Analysis: The statutory scheme of Section 271(1)(i)(b) read with the Explanation defines "assessed tax" as tax reduced by tax deducted at source and advance tax paid. Section 271(2) creates a legal fiction that the penalty payable by a registered firm shall be the same as if it were an unregistered firm, but that fiction does not displace the Explanation or permit a further notional deduction of advance tax that was never paid. The non obstante clause does not exclude the definition of assessed tax, and the provisions must be read harmoniously according to their plain language. The computation therefore cannot be enlarged by borrowing the different language of Section 280-O, which concerns annuity deposit and operates on a materially different statutory footing.
Conclusion: The Tribunal was not correct. Only advance tax actually paid is deductible in computing assessed tax, and notional advance tax payable by an unregistered firm cannot be deducted. The answer is against the assessee and in favour of the Revenue.
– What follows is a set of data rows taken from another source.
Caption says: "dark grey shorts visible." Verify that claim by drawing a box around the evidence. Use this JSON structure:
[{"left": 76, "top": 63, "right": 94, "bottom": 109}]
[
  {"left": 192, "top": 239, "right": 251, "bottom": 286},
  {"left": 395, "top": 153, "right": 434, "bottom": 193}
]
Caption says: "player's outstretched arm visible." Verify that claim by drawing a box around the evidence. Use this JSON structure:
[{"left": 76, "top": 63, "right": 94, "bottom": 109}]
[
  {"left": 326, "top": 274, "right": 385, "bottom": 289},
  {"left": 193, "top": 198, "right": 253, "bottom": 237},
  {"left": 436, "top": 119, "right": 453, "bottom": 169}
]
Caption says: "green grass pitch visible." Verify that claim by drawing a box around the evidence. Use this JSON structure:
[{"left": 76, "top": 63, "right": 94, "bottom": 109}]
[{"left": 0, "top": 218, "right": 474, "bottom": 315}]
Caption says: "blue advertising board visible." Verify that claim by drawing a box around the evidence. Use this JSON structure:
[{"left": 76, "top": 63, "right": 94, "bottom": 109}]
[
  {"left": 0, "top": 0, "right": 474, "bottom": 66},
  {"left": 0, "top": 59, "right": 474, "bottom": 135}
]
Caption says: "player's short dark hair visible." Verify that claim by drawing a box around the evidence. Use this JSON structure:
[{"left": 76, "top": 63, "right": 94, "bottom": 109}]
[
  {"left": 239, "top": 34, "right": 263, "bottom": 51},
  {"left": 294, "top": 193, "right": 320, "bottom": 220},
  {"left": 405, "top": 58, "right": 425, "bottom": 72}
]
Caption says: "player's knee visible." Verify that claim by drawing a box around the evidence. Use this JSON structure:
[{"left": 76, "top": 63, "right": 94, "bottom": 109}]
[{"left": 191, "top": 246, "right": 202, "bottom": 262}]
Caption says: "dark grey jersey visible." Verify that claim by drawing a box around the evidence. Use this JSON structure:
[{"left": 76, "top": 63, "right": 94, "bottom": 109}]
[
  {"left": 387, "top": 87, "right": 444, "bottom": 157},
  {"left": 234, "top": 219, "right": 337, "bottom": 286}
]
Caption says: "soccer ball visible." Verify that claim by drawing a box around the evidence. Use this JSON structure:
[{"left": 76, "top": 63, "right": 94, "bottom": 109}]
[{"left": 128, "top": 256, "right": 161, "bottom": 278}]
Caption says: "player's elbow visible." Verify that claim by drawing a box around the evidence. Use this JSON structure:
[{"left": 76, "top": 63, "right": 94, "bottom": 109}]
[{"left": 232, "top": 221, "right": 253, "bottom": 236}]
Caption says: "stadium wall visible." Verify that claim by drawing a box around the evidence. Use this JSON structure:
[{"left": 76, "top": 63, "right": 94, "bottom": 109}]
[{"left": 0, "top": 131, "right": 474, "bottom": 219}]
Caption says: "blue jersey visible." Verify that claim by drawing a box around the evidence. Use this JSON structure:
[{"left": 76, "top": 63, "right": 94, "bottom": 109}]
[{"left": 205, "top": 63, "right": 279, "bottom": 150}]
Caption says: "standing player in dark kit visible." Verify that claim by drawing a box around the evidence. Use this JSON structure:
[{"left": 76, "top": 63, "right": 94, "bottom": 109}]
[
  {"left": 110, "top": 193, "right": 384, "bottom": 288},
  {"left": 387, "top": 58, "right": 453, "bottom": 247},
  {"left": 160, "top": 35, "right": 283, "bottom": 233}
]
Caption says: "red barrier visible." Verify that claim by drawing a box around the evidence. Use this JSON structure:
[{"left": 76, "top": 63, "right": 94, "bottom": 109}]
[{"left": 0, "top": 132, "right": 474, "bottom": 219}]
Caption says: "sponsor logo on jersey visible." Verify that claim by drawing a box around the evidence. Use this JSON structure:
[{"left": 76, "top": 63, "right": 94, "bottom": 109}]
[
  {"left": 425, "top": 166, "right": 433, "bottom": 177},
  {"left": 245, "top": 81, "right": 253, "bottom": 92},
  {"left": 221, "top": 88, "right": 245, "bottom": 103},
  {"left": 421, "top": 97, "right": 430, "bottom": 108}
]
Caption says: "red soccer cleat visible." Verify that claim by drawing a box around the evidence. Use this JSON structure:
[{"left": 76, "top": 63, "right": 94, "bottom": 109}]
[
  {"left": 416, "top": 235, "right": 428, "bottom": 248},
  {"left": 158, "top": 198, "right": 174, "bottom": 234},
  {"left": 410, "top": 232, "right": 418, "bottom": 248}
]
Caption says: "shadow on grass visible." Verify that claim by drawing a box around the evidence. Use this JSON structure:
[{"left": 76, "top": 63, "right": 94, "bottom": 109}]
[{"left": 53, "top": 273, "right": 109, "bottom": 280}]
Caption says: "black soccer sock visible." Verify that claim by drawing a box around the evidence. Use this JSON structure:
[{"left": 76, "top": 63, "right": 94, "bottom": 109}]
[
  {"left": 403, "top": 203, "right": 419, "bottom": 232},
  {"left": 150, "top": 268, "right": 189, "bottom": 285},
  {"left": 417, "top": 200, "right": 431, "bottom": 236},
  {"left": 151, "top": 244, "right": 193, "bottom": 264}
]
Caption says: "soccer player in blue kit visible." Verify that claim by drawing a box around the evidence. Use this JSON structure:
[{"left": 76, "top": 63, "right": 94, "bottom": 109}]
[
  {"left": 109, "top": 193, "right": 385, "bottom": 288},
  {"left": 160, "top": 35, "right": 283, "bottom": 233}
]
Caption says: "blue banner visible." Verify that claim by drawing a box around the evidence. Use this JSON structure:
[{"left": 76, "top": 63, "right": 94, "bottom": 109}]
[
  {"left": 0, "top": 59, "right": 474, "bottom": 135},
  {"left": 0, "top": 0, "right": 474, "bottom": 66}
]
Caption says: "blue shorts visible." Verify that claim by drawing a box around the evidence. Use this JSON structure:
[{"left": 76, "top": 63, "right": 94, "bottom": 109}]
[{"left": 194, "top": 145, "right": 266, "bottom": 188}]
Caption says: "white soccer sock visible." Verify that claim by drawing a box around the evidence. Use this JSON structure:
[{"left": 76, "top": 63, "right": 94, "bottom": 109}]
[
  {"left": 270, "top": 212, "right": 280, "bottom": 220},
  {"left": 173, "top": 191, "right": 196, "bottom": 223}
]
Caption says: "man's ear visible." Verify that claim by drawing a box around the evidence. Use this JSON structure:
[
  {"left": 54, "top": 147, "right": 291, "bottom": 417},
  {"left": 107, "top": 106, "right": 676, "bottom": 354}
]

Final Conclusion: The reference was answered by affirming the Revenue's interpretation of the penalty provision and rejecting the Tribunal's approach to notional deduction of unpaid advance tax.
Ratio Decidendi: A deeming provision treating a registered firm as an unregistered firm for penalty purposes does not authorise disregard of the statutory definition of assessed tax; only amounts actually deductible under the Explanation can be excluded in computing penalty.